Vehicle sparked Yosemite wildfire, investigators say

The wildfire that forced the closing of Yosemite Valley this summer began when a hot part of a vehicle ignited dry vegetation, officials said.|

The wildfire that forced the closing of Yosemite Valley this summer began when a hot part of a vehicle ignited dry vegetation along a key canyon highway route into the national park, officials investigating the Ferguson fire have concluded.

The U.S. Forest Service said superheated pieces of a catalytic converter - a piece of equipment on the belly of vehicles through which hot gases flow - are believed to have ignited roadside vegetation on Highway 140, along the Merced River. The roadway is one of just a few that bring motorists from the cities of California to Yosemite National Park.
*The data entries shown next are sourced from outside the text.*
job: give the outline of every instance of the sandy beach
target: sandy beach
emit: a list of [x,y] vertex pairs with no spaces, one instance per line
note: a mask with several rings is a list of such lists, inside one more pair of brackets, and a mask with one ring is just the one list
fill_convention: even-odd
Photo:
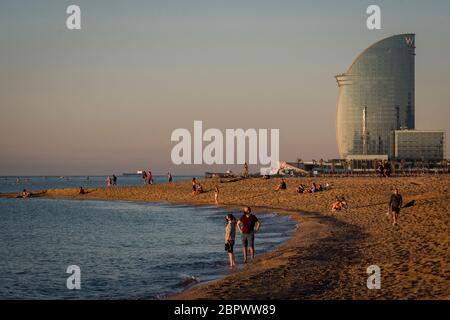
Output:
[[[313,181],[332,187],[296,193],[299,183]],[[218,185],[221,206],[248,205],[256,214],[277,212],[298,221],[292,238],[275,251],[257,254],[241,271],[172,299],[450,299],[449,175],[288,178],[283,191],[274,190],[278,179],[201,182],[206,192],[199,195],[185,181],[87,189],[85,195],[78,189],[55,189],[41,196],[211,205]],[[416,201],[401,211],[398,227],[386,215],[392,187],[399,189],[404,203]],[[346,197],[348,210],[331,212],[336,196]],[[256,249],[257,241],[256,236]],[[238,263],[241,258],[237,252]],[[366,286],[370,265],[381,268],[379,290]]]

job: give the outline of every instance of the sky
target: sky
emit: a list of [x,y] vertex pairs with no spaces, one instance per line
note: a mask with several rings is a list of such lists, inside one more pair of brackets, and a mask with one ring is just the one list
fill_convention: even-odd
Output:
[[399,33],[416,34],[416,129],[449,133],[449,30],[447,0],[0,0],[0,175],[236,169],[172,164],[194,120],[280,129],[285,161],[338,158],[334,76]]

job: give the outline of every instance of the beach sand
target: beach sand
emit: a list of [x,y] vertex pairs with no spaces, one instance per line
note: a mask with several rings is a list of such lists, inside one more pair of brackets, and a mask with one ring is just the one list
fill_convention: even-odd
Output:
[[[186,204],[214,203],[215,185],[224,207],[290,215],[299,228],[275,251],[258,255],[238,272],[201,284],[171,299],[450,299],[450,176],[288,178],[288,189],[274,191],[278,179],[251,178],[233,183],[202,180],[206,190],[192,195],[190,181],[146,187],[48,190],[46,197],[139,200]],[[297,194],[299,183],[332,188]],[[120,182],[120,180],[119,180]],[[399,188],[404,203],[399,226],[391,225],[388,201]],[[336,196],[348,210],[331,212]],[[264,221],[261,232],[264,232]],[[237,239],[239,241],[239,239]],[[258,235],[256,235],[256,250]],[[241,264],[242,253],[237,252]],[[224,252],[224,261],[227,256]],[[367,267],[381,268],[381,289],[366,286]]]

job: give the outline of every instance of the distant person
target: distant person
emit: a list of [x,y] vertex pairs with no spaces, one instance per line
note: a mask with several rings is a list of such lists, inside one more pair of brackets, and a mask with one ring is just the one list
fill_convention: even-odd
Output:
[[225,220],[227,221],[227,226],[225,228],[225,251],[228,252],[230,267],[233,268],[235,266],[233,247],[236,239],[236,219],[230,213],[225,217]]
[[287,189],[286,181],[284,181],[284,178],[281,178],[275,191],[286,190],[286,189]]
[[342,209],[347,209],[348,205],[347,205],[347,201],[345,200],[344,197],[336,197],[336,200],[333,202],[333,204],[331,205],[331,211],[335,212],[335,211],[341,211]]
[[395,188],[393,194],[391,195],[391,200],[389,201],[389,209],[392,214],[392,225],[398,225],[398,215],[400,214],[400,208],[403,205],[403,198],[398,193],[398,189]]
[[252,214],[250,207],[243,209],[244,214],[237,221],[237,227],[242,237],[242,246],[244,247],[244,263],[247,262],[247,248],[250,248],[250,257],[255,257],[255,233],[261,228],[261,222]]
[[214,203],[217,205],[219,204],[219,187],[214,187]]
[[148,184],[153,184],[153,174],[150,170],[148,170]]
[[248,164],[247,162],[244,163],[244,178],[248,178]]
[[203,193],[203,192],[204,192],[203,186],[200,184],[200,182],[197,183],[195,185],[195,194],[200,194],[200,193]]
[[142,170],[142,181],[147,184],[147,172],[145,170]]
[[27,189],[22,190],[22,198],[29,198],[31,197],[31,193],[27,191]]

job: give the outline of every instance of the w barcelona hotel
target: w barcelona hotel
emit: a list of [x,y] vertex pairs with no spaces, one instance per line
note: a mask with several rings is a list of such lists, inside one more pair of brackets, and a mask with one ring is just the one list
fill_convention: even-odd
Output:
[[341,159],[438,162],[445,132],[415,128],[415,35],[383,39],[336,76]]

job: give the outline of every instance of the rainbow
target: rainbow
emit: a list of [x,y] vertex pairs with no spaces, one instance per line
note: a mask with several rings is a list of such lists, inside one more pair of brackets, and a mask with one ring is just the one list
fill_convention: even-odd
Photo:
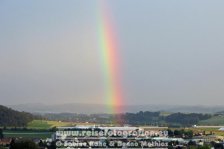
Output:
[[102,64],[105,103],[109,113],[122,113],[123,97],[120,80],[121,70],[118,53],[118,42],[116,40],[116,29],[112,17],[109,14],[105,1],[100,1],[98,35],[99,50]]

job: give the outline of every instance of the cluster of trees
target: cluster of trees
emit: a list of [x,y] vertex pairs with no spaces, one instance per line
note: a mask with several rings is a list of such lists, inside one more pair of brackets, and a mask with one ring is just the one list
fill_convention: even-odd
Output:
[[40,140],[40,142],[36,144],[35,142],[29,139],[21,139],[21,140],[12,139],[9,145],[9,149],[45,149],[45,148],[56,149],[56,143],[53,141],[49,145],[47,145],[46,143],[42,142],[42,140]]
[[25,127],[36,117],[27,112],[19,112],[0,105],[1,127]]

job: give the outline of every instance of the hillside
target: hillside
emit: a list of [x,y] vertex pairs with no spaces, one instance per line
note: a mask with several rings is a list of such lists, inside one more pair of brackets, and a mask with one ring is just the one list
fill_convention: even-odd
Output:
[[30,113],[15,111],[11,108],[0,105],[1,127],[24,127],[33,119],[34,116]]

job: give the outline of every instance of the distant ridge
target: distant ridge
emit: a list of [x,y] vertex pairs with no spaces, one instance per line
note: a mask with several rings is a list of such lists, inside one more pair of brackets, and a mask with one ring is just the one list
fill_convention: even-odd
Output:
[[11,108],[0,105],[0,126],[1,127],[24,127],[32,121],[34,116],[27,112],[18,112]]

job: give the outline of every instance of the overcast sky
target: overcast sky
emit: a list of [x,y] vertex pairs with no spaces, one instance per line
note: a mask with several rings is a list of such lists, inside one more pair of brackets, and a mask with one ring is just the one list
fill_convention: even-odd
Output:
[[[104,103],[100,1],[0,0],[0,103]],[[125,104],[224,105],[223,0],[108,0]]]

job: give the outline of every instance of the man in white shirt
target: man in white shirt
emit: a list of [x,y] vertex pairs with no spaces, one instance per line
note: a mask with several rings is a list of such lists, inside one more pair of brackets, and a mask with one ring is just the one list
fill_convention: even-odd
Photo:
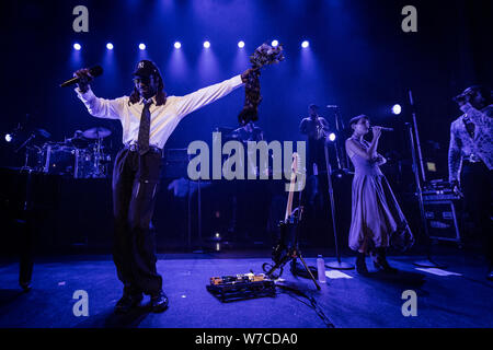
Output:
[[91,91],[89,69],[73,73],[80,78],[76,92],[89,113],[99,118],[118,119],[124,148],[113,171],[115,235],[113,260],[124,284],[115,311],[125,313],[140,304],[142,293],[151,298],[154,312],[168,307],[162,278],[156,269],[156,240],[151,219],[162,166],[162,149],[187,114],[229,94],[242,85],[251,70],[185,96],[167,96],[159,69],[141,60],[134,72],[130,96],[100,98]]

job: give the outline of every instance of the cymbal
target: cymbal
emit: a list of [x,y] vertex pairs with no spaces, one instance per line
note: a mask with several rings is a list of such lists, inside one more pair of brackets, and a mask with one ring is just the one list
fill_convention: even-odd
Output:
[[104,139],[105,137],[112,135],[112,131],[103,127],[95,127],[85,130],[84,132],[82,132],[82,135],[87,139]]

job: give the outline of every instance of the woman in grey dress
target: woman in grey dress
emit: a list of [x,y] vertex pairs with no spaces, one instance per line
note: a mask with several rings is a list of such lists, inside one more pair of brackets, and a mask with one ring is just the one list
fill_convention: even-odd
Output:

The fire - which grew to nearly 97,000 acres, an area triple the size of San Francisco - was believed to have begun on eastbound Highway 140 between 8 p.m. and 8:25 p.m. July 13. The area is an extremely vulnerable location - in the heart of mountainous wildland that had become a tinderbox, devastated by trees killed by five years of drought and whose weakened condition left them to be infested by bark beetles. More than 129 million drought-stressed and beetle-ravaged trees have died across 7.7 million acres of California forest since 2010, mostly in the Sierra Nevada.

The dead trees left behind flammable needles - whether remaining on the tree, draping brush or carpeting the ground - the U.S. Forest Service has said, contributing significantly to the rapid spread of the fire.

The fire also occurred during an extraordinarily hot month. In the nearby San Joaquin Valley, Fresno recorded its warmest July on record. From July 6 through Aug. 4, Fresno recorded 30 straight days where temperatures reached or exceeded 100 degrees - the longest continuous stretch on record.

Across California, July recorded the warmest average minimum temperature of any month since 1895, rising to 64.9 degrees.

Two men fighting the Ferguson fire died. Braden Varney, 36, of the Madera-Mariposa-Merced Unit of the California Department of Forestry and Fire Protection, was killed July 14 when the bulldozer he was driving to cut flammable vegetation tumbled down a canyon.

Brian Hughes, 33, was killed two weeks later when a tree fell on him while working with his crew to set a backfire - a tactic designed to limit a fire’s spread.

Thousands of firefighters were called to the fire, lugging hoses and hand tools through rugged terrain while water- and retardant-dropping aircraft roared overhead. Ten structures were destroyed.

Yosemite Valley was ordered closed to visitors July 25, forcing tourists to leave all hotels and campgrounds at the heart of the nation’s fifth most-visited national park. The smoke blanketed the valley and created air conditions worse than those in Beijing, which notoriously suffers from bad air pollution. Officials handed out high-grade filtration masks and set up clean air centers where visitors and workers could get a break from the smoke. The park service reopened Yosemite Valley to visitors Aug. 14.

The Ferguson fire was declared 100 percent contained on Aug. 22.

More than 1.5 million acres of land have burned in California this year, according to the National Interagency Fire Center.